Réduire l’anxiété liée à l'épidémie de Covid-19 grâce au dispositif d'aide et d'écoute des psychologues de Guyane

La permanence téléphonique de soutien durant la crise sanitaire du Covid-19 est toujours active. Une ligne gratuite anonyme mis en place par l’association des psychologues dont l’objectif est l’écoute. Depuis deux semaines, les appels redoublent.

 "Ingrid" a 47 ans. Depuis deux semaines, elle ne sort pas de chez elle. Célibataire, ses enfants sont hors du département. Elle se fait livrer ses courses pour ne pas avoir à quitter son appartement. Et quand elle n'a pas d'autre choix, elle est en mode commando : masque, visière, pancho, gants, lingettes désinfectantes à portée de main. Ingrid rase les murs. Elle a peur. Une peur déraisonnée, déraisonnable. Ingrid a peur d’attraper le Covid-19. Cette maladie qu’elle ne comprend pas, cette menace invisible qui la terrorise. Ingrid travaille dans une banque, au guichet. Elle est en arrêt de travail, après avoir été en absence autorisée par son entreprise. Elle appelle souvent la plateforme des psychologues pour trouver une aide anonyme. A chaque fois, Ingrid, se sent mieux car parler lui permet de mettre en perspective les maux dont elle souffre. 

« J’appelle souvent car j’essaie de me raisonner. Je me considère comme une battante, femme djôk , j’ai élevé mes enfants toute seule. Au début de l’épidémie, j’étais comme tout le monde, je suivais les gestes barrières et puis progressivement à force d’aller sur les réseaux sociaux, de regarder la télé, j’ai pris conscience que je pouvais mourir, j'ai peur de mourir. J’ai beau travailler sur moi, me dire que c'est comme une grippe, depuis le renforcement du confinement, j’ai peur. Je me dis qu’en ne bougeant plus de chez moi, il ne peut rien m’arriver»


Libérer la parole

Ils sont nombreux comme Ingrid, à être en détresse psychologique. Il est encore trop tôt pour faire un bilan de l’épidémie, mais quand la crise sera passée, il y aura sans doute beaucoup à dire. La plateforme d’écoute anonyme et gratuite n’a jamais été aussi active. Le nombre d’appels avait diminué juste avant le déconfinement, depuis ils ont repris en force. L’association des psychologues de Guyane a mis en place une permanence téléphonique gratuite afin que la parole se libère. Peur, anxiété, inquiétude, panique…les maux de l’âme sont nombreux, les temps difficiles. Parler permet de dépasser les traumatismes. Il ne faut pas avoir peur, d'avoir peur. 
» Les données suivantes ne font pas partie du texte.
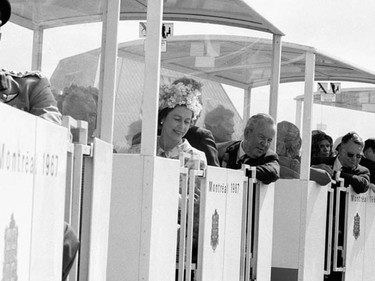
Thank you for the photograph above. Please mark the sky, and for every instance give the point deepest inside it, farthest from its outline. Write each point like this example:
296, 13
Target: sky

Joyce Dechamp présidente de l'association guyanaise des psychologues
Joyce Dechamp est une des psychologues à l’origine de la plateforme. Elle dresse un bilan :

« Il est un peu difficile de tirer une analyse maintenant car la situation évolue tous les jours, je vais faire un constat qui m’est personnel,  je me suis rendue compte que ce qui joue un grand rôle dans l’inquiétude c’est l’incertitude de la situation. Effectivement les décisions prises pour le collectif demandent beaucoup d’adaptation au niveau familial, personnel, professionnel et chacun doit s’adapter très rapidement. Cela nécessite une flexibilité que tout le monde n’a pas. Il y a des contraintes de moyens, de ressources, de finances, selon que l’on soit très entouré ou pas…C’est un contexte très difficile qui peut questionner.»

-Quel est le profil des personnes qui appellent ? 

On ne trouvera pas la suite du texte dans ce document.